Sliding Right attack (Libgcrypt ) Allows Recovery of RSA-1024 Keys

A full key recovery for RSA-1024 and conceivably RSA-2048 might be possible according to an academic paper released last week. The said paper, titled: “Sliding right into disaster: Left-to-right sliding windows leak”, described a flaw  (CVE-2017-7526)  in the cryptographic library Libgcrypt that made it prone to local side-channel attack.

According to AO Kaspersky Lab, Libgcrypt, which is a general purpose cryptographic library originally based on code from GnuPG to provide functions for all cryptographic building blocks, uses left to right sliding windows exponentiation. This method, although common in cryptographic implementations and computes power, leaks a fractions of the exponent bits during process. Although it’s been assumed that the number of leaked bits will not be enough to carry out full key-recovery attack against RSA, the researchers explained that Libgcrypt’s employment of left-to-right sliding windows “leaks significantly more information about exponent bits than for right-to-left.”

The researchers utilized a Flush+Reload cache-timing attack on Libgcrypt’s exponentiation routine in order to successfully break the library’s implementation of RSA-1024. The Flush+Reload attacks, first described in 2014 by one of the paper’s authors along with a colleague at the University of Adelaide, target a vulnerability in Intel X86 processors and were successfully used before to harvest private encryption keys from programs running GnuPG 1.4.13.

In the paper, researchers first monitored shared memory locations for access and over time were able to form a trace of accesses to the monitored location. When the traces were analysed, researchers were able to detect a complete series of square-and-multiply sequences. These sequences were in turn used to recover the key.

This attack proved efficient for 13 percent RSA-2048 keys. Researchers implied that a tweak along with enough time and computational power will allow recovery of RSA-2048 just as easily.

Author and primary developer behind GnuPG, Werner Koch, wrote that there are easier ways than the method explained in the paper to access private keys especially as the proposed scenario involved execute access on the hardware where the private RSA key is used which is already considered a jeopardy. However, he also admitted that it can be used on hardware running multiple VMs; as a software running on one VM could use the attack to compromise private keys stored on another.

The authors contacted developers of the library while writing the paper and reported that the developers refused to push patches that uses fixed windows instead of sliding windows and deemed it as unnecessary. However, Koch announced on Thursday that the GnuPG Project would address CVE-2017-7526 in version 1.7.8.

Necessary patches to stop the attack soon followed on Friday as SUSE Linux was the first to resolve the issue in versions 1.6.1, 1.5.0, and 1.2.2. Developers with Debian promoted users to upgrade the vulnerable packages, pushing patches to prevent possible compromise. A security engineer for Ubuntu informed users of the issue and the update containing the fix was released on Monday.

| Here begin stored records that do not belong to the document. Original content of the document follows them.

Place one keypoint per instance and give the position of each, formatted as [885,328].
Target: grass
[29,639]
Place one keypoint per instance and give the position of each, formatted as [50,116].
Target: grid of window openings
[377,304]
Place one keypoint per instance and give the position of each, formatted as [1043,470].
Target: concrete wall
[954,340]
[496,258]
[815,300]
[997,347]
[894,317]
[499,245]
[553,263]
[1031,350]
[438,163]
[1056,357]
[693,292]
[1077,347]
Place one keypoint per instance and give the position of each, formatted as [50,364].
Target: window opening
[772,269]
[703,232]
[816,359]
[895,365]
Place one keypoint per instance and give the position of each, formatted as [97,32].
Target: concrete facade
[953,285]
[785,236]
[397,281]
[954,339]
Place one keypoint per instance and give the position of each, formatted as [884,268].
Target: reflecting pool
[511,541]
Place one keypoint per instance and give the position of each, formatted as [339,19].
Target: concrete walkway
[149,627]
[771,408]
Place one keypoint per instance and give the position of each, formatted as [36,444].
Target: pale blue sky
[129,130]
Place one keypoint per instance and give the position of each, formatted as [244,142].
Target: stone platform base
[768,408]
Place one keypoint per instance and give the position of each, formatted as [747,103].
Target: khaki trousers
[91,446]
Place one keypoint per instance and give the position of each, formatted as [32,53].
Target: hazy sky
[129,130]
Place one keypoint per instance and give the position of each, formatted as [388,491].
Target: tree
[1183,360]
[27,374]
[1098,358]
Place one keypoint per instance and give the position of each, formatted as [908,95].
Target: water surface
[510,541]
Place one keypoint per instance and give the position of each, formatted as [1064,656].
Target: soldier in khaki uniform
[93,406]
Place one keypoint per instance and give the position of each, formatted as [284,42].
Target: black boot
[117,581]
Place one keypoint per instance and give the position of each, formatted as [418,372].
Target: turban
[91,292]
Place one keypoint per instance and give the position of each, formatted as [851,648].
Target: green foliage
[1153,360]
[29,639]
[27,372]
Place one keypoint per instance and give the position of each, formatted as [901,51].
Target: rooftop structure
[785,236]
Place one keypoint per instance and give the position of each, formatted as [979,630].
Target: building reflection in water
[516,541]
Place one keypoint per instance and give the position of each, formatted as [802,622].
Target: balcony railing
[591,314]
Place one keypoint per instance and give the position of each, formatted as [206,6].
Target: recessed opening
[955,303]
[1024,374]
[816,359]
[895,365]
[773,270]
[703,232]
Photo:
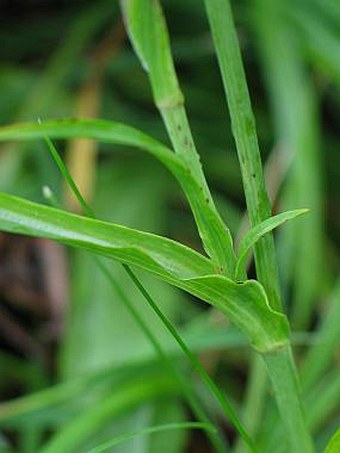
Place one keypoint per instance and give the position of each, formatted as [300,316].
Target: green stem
[244,131]
[216,238]
[283,376]
[280,363]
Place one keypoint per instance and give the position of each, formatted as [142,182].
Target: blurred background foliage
[60,320]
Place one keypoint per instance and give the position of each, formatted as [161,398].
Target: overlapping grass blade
[151,430]
[245,304]
[201,204]
[258,231]
[259,209]
[130,395]
[148,33]
[190,393]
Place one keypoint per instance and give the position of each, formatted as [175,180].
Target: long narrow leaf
[151,430]
[245,304]
[258,231]
[211,228]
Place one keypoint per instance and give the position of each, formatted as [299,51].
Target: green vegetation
[127,358]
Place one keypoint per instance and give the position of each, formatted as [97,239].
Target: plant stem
[280,363]
[244,131]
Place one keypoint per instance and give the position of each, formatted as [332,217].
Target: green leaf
[245,304]
[258,231]
[152,429]
[148,34]
[333,445]
[130,395]
[211,228]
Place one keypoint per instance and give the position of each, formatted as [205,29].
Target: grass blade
[148,33]
[258,231]
[151,430]
[208,221]
[259,209]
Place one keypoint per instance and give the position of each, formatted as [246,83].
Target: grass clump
[130,394]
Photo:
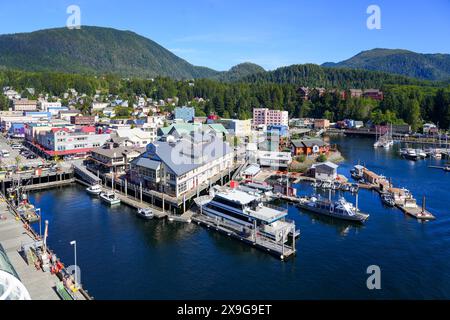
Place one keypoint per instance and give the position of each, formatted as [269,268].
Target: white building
[134,137]
[45,105]
[274,159]
[99,106]
[176,167]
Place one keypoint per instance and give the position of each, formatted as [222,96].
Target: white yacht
[145,213]
[110,197]
[340,209]
[245,213]
[94,190]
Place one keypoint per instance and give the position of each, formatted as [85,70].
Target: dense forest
[403,62]
[410,103]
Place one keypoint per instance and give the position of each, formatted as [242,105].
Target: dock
[280,251]
[13,235]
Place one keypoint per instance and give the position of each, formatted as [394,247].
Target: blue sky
[272,33]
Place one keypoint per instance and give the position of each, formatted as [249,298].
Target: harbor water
[124,257]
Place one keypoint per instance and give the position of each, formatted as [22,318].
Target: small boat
[110,197]
[340,209]
[388,200]
[94,190]
[316,184]
[336,185]
[326,185]
[145,213]
[411,154]
[354,188]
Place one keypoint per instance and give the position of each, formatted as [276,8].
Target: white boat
[246,213]
[110,197]
[145,213]
[95,190]
[340,209]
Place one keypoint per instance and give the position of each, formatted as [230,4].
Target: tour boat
[246,213]
[340,209]
[145,213]
[110,197]
[94,190]
[388,199]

The paper, authored by eight academics from Technische Universiteit Eindhoven in Netherlands, the University of Illinois, the University of Pennsylvania, the University of Maryland, and the University of Adelaide — Daniel J. Bernstein, Joachim Breitner, Daniel Genkin, Leon Groot Bruinderink, Nadia Heninger, Tanja Lange, Christine van Vredendaal, and Yuval Yarom, is scheduled to be presented in Septemeber at the Conference on Cryptographic Hardware and Embedded Systems in Taiwan.